Trump then requested that Zelensky investigate the discredited 2016 conspiracy theory, and even more ominously, look into the Bidens. Neither was part of the official preparatory material for the call, but they were in Donald Trump’s personal interest, and in the interests of his 2020 re-election campaign. And the Ukrainian President knew about both in advance — because Sondland and others had been pressing Ukraine for weeks about investigations into the 2016 election, Burisma and the Bidens.
Both Col. Vindman and Ms. Williams were on the July 25th call. Vindman testified that due to the unequal bargaining position of the two leaders and Ukraine’s dependency on the U.S., the favor Trump asked of Zelensky was really a demand. After the call, multiple individuals, including Vindman, were concerned enough to report it to the National Security Council’s top lawyer. It was the second time in two weeks that Vindman had raised concerns with the NSC lawyers.
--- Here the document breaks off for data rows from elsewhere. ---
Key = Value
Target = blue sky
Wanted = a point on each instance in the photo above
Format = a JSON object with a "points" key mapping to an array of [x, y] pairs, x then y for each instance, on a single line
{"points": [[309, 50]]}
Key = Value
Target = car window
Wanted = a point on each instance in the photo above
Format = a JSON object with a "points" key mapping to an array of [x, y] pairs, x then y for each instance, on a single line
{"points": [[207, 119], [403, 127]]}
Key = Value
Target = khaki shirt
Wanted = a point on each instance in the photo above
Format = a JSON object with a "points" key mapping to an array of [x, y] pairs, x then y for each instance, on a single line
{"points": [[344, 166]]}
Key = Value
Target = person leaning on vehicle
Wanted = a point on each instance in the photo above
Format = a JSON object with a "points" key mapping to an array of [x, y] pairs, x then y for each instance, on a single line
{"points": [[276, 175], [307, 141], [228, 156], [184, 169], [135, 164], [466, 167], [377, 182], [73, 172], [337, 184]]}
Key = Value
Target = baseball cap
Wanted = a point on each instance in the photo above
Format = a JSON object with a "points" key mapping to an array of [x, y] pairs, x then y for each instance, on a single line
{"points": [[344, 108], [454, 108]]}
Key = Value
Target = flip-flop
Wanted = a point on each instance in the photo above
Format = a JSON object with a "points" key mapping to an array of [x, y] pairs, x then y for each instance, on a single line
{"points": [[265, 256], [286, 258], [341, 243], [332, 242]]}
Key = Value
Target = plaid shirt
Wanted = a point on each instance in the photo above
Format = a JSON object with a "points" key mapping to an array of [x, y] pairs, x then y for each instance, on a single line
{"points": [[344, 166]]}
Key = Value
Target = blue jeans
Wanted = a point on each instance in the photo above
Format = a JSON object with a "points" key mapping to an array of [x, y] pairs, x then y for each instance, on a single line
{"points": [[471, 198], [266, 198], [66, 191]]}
For her part, Williams also believed that asking Zelensky to undertake these political investigations was inappropriate, and that it might explain something else she had become aware of — the otherwise inexplicable hold on U.S. military assistance to Ukraine.
Both Col. Vindman and Ms. Williams also took note of the explicit use of the word Burisma by Zelensky, a fact conspicuously left out of the record of the call, now locked away on an ultra-secure server. Col. Vindman believed that Zelensky must have been prepped for the call, to be able to make the connection between Biden and Burisma, a fact that other witnesses have now confirmed.
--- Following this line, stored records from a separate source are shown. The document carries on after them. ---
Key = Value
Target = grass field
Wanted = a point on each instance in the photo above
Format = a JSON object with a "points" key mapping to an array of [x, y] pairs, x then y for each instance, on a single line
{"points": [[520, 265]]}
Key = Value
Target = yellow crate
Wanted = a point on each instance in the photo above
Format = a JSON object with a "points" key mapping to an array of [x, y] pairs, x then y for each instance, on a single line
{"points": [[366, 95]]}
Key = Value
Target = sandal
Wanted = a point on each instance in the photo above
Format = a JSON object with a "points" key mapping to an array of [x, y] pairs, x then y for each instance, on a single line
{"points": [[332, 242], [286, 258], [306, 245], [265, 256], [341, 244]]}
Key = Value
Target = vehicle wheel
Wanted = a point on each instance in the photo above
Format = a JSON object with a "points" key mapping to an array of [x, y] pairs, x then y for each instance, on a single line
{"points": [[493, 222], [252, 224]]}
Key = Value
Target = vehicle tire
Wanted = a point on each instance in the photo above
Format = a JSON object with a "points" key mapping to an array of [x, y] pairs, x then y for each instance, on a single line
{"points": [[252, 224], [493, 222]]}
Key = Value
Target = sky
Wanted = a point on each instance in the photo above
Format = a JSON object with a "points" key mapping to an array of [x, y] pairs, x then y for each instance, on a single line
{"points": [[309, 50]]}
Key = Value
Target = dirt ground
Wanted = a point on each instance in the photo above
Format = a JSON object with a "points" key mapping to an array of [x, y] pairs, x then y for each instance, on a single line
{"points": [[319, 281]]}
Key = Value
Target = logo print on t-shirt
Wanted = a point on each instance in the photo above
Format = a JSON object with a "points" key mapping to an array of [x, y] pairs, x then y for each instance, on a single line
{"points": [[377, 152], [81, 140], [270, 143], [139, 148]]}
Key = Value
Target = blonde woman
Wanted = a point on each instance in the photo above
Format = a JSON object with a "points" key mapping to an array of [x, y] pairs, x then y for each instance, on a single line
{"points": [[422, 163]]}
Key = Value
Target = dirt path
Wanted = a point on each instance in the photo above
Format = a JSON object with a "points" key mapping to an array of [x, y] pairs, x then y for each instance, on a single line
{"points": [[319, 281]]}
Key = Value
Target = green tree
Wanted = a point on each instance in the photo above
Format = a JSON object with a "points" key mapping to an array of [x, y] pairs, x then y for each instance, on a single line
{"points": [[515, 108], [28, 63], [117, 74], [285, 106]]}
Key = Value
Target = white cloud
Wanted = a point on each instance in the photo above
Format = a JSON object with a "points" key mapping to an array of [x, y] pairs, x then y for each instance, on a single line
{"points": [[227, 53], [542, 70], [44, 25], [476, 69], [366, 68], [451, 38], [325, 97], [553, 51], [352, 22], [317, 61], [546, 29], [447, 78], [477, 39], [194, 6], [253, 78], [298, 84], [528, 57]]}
In the weeks that followed the July 25th call, Col. Vindman continued to push for a release of the military aid to Ukraine, and struggled to learn why it was being withheld. More disturbing, word of the hold had reached Ukrainian officials prior to it becoming public. By mid-August, the Ukrainian Deputy Ambassador asked Vindman why the United States was withholding the aid. Although Vindman didn’t have an answer, Sondland made it explicit to the Ukrainians at a meeting in Warsaw: They needed to publicly commit to these two investigations if they hoped to get the aid.
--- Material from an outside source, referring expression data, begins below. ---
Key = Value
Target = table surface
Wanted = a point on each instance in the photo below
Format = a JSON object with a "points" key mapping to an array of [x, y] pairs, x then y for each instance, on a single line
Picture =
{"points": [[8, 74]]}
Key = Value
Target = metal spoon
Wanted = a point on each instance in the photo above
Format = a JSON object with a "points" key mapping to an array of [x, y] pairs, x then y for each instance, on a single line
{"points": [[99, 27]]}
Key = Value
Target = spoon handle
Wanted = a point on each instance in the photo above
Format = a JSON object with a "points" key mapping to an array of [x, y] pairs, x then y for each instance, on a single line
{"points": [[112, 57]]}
Ms. Williams, we all saw the President’s tweet about you on Sunday afternoon and the insults he hurled at Ambassador Yovanovich last Friday. You are here today, and the American people are grateful. Col. Vindman, we have seen far more scurrilous attacks on your character, and watched as certain personalities on Fox have questioned your loyalty. I note that you have shed blood for America, and we owe you an immense debt of gratitude.
Today’s witnesses, like those who testified last week, are here because they were subpoenaed to appear, not because they are for or against impeachment.
That question is for Congress, not the fact witnesses. If the President abused his power and invited foreign interference in our elections, if he sought to condition, coerce, extort, or bribe an ally into conducting investigations to aid his reelection campaign and did so by withholding official acts — a White House meeting or hundreds of millions of dollars of needed military aid — it will be up to us to decide, whether those acts are compatible with the office of the Presidency.